E’ quanto emerge dalla ricerca elaborata per Vinitaly (Verona, dal 15 al 18 aprile) dall’istituto di ricerca Iri sui consumi di vino nella grande distribuzione nel 2017. Gli italiani hanno acquistato 648 milioni di litri nella grande distribuzione, il canale di vendita principale del vino, per un valore che vede il traguardo dei 2 miliardi di euro (1,849 miliardi), dati inclusivi delle catene discount.

Chi cresce di più
Tra i vini i cui acquisti crescono a doppia cifra: Grillo (Sicilia), Primitivo (Puglia), Ortrugo (Emilia Romagna), Ribolla (Friuli Venezia Giulia), Valpolicella Ripasso (Veneto), Cortese (Piemonte), Passerina (Marche), Chianti Classico (Toscana), Cannonau (Sardegna), Pecorino (Abruzzo/Marche), Falanghina (Campania). Mentre i campioni assoluti rimangono Lambrusco, Chianti e Montepulciano d’Abruzzo.
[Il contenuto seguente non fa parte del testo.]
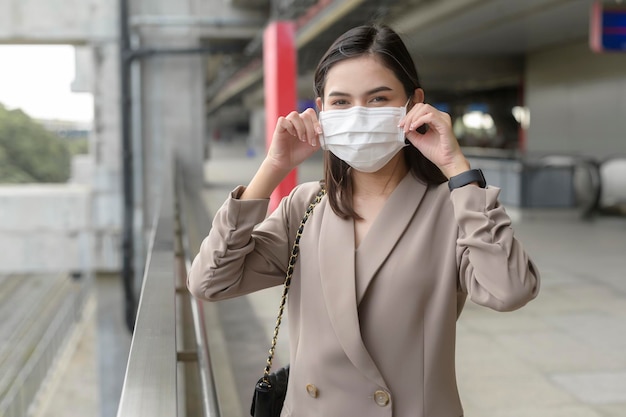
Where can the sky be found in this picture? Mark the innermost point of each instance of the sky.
(38, 78)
Le bottiglie da 0,75 a denominazione d’origine crescono nel 2017 del 2% rispetto all’anno precedente con 280 milioni di litri venduti. Gli spumanti (e champagne) aumentano del 4,9% con 68 milioni di litri. Da notare anche la performance del rosato frizzante che cresce del 3,9%.

Prosegue il trend negativo dei “bottiglioni” (fino a 2 litri) che perdono un ulteriore 2,5%, mentre i brick registrano una flessione dello 0,6%. In crescita il formato “bag in box”, ancora di nicchia: +5,4%.
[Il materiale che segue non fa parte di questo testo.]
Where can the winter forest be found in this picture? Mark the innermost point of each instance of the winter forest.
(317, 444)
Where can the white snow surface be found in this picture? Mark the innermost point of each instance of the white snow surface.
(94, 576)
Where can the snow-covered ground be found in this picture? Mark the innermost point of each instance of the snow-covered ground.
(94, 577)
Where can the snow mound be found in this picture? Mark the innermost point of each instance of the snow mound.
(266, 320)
In forte crescita le vendite di vino e spumante biologico che superano i 4 milioni di litri venduti, confermando un percorso che ha ancora ampi margini di crescita.

Trend stabile
“Se la quantità di vino acquistato nella grande distribuzione è stabile da anni, i consumatori mostrano di apprezzare le novità – spiega Virgilio Romano, business insight director di Iri, coordinatore della ricerca –. I vini a denominazione d’origine vendono 5,5 milioni di litri in più nel 2017, così come crescono bollicine e vini bianchi, inoltre aumentano le tipologie regionali che si fanno apprezzare ogni anno per i tassi di crescita. I vini emergenti si fanno apprezzare per posizionamenti di prezzo non bassi (oltre la metà superiore a 4 euro) e questo è un aspetto positivo perché dimostra la disponibilità del consumatore a premiare novità e valore”.

“Il successo degli spumanti ha spinto molte cantine a dedicarsi a questo prodotto, ormai sulla via della destagionalizzazione nella versione Secco – aggiunge Romano –. Infine, i prezzi nel 2018 dovranno sostenere una sfida non banale a causa della vendemmia 2017 poco generosa ed al conseguente rialzo atteso”.